Fonte: Site do STF, acesso em 26/1/2018

Pela primeira vez desde o golpe de 1964, o Supremo havia recebido mais processos do que julgou. O resultado foi a Emenda Regimental 3/1975, que criou o conceito de “relevância” para admissibilidade dos recursos extraordinários. Em 1976, a demanda havia caído para 6,9 mil processos e a produtividade para 7,5 mil.
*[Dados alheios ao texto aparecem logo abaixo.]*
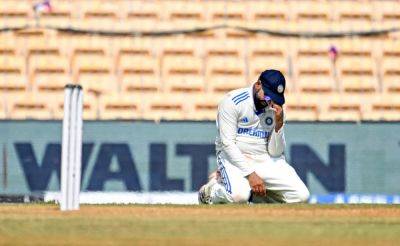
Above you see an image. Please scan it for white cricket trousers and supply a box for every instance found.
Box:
[211,152,310,204]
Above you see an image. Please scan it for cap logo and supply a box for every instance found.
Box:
[276,85,283,93]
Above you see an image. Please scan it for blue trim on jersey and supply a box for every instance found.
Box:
[254,109,265,115]
[232,91,250,105]
[235,95,250,105]
[232,91,247,101]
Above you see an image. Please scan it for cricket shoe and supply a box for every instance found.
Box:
[199,171,219,204]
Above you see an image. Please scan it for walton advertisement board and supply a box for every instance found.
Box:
[0,121,400,194]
Quase 30 anos depois do “diagnóstico”, solução parecida foi encontrada por quem estava pensando o Judiciário: um filtro de acesso capaz de reduzir a entrada de processos no Supremo e evitar que casos iguais tivessem decisões diferentes. Chegou-se ao desenho da repercussão geral, em que o tribunal passaria a definir teses, e não mais julgar casos.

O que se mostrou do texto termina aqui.